My opinion is an emphatic "no." Robot uprisings like that are not going to happen, nor are robots ever going to reach that level of sophistication (regardless of how cool/close it seems Boston Dynamics is getting with their latest robots). If you've read this whole post, you know the why already because I've said it multiple times over: it all comes back to lack of intuition.
Without intuitive thought, computer's cannot have fluid conversations or full comprehension. They will not be able to determine justice in disputes. They will not be able to make ethical decisions. They will not be able to move around obstacles and objects as fluidly as humans. They will only ever be able to respond as intelligently as they have been programmed. Ars' description of the Atlas robot's ability to navigate obstacles bears the point.

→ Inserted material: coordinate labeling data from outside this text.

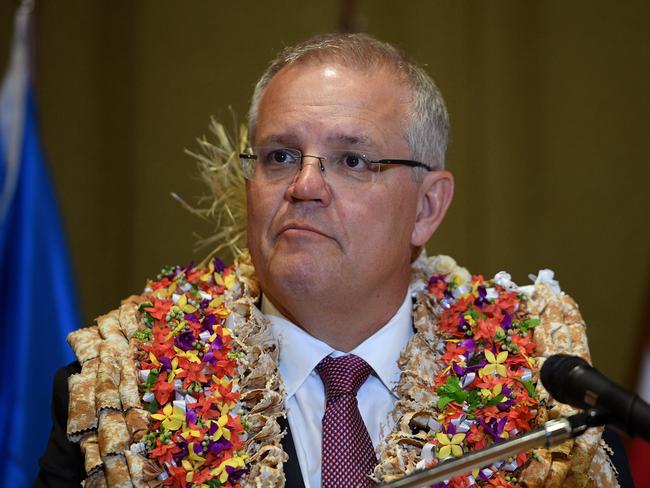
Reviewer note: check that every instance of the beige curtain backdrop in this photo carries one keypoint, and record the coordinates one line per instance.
(550, 114)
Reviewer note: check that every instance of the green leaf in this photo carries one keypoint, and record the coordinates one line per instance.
(443, 402)
(527, 325)
(452, 390)
(529, 385)
(151, 379)
(143, 335)
(153, 406)
(496, 400)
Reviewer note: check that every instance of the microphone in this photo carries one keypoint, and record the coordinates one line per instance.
(572, 380)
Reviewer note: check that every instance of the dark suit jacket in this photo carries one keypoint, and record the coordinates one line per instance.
(62, 464)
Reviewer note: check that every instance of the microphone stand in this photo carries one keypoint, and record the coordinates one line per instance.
(549, 434)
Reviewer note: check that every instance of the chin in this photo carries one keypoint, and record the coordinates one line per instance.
(301, 272)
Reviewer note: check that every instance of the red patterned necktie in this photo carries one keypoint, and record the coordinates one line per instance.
(348, 456)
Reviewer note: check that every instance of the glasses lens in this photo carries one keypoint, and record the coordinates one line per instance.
(247, 165)
(353, 167)
(277, 163)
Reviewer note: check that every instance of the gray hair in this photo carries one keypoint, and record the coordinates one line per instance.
(427, 130)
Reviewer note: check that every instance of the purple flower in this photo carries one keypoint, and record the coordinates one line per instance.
(185, 340)
(458, 369)
(165, 361)
(191, 417)
(493, 428)
(209, 321)
(191, 317)
(480, 301)
(216, 345)
(234, 474)
(216, 447)
(506, 323)
(469, 344)
(179, 456)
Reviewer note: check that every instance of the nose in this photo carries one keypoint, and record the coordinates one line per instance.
(309, 183)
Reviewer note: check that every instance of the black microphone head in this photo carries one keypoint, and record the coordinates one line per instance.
(555, 372)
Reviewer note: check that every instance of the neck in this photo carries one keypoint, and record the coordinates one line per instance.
(342, 324)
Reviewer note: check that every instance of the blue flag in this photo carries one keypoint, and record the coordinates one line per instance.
(37, 300)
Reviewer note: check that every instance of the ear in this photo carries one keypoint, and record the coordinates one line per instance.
(434, 196)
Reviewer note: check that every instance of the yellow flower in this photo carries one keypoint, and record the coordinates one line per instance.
(450, 445)
(206, 276)
(216, 301)
(154, 359)
(226, 282)
(191, 355)
(184, 306)
(495, 364)
(222, 430)
(172, 417)
(235, 462)
(495, 392)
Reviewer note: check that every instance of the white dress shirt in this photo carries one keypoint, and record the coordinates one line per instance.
(300, 353)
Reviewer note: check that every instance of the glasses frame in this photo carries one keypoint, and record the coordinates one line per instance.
(402, 162)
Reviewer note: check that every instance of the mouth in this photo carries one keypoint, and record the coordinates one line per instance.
(301, 230)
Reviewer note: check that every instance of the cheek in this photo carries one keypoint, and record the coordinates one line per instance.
(260, 211)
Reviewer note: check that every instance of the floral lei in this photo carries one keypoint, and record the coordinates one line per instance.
(474, 384)
(486, 389)
(189, 380)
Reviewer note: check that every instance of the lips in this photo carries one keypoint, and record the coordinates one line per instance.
(293, 226)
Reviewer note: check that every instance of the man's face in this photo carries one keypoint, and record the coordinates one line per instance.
(309, 238)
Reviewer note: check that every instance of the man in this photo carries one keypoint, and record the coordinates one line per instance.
(333, 250)
(345, 184)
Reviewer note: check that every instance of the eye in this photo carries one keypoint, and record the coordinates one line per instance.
(282, 156)
(354, 161)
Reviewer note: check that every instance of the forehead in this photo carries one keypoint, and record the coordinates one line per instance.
(330, 104)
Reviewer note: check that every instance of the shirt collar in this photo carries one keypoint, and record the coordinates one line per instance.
(300, 352)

Atlas' movement is now driven by perception. Previously, the robot only did pre-programmed parkour on a flat surface or stationary boxes, but Atlas is now detecting the environment...and reacting to it. As the blog post puts it, "This means the engineers don't need to pre-program jumping motions for all possible platforms and gaps the robot might encounter. Instead, the team creates a smaller number of template behaviors that can be matched to the environment and executed online." Three on-board computers handle all the computation needed to perceive the world around Atlas, plot a course, and keep the robot upright.
The team doesn't have to pre-program every motion anymore, but rather movement patterns. Patterns are the very things computers are good at. Without strict patterns, things don't work. And strict patterns are exactly what the English language lacks.
This doesn't mean interaction with computer's natural language processing abilities is always going to suck. It's getting better all the time. Apple's Siri, Amazon's Alexa, Google's Assistant are light years better than they were even five years ago. But what it does mean is it's comprehension skills will always be limited, regardless of the written or spoken form. It's why we have to recognize the proper place and purpose of technology: as an assistant to humans. It's not going to replace writers, linguists, judges, assistants, analysis, and a plethora of other occupations. We may have better human-computer interactions but they will never be as fluid, diverse, confusing, ambiguous, or beautiful as human communication using a language created through our own neuro-diverse and intuitive minds.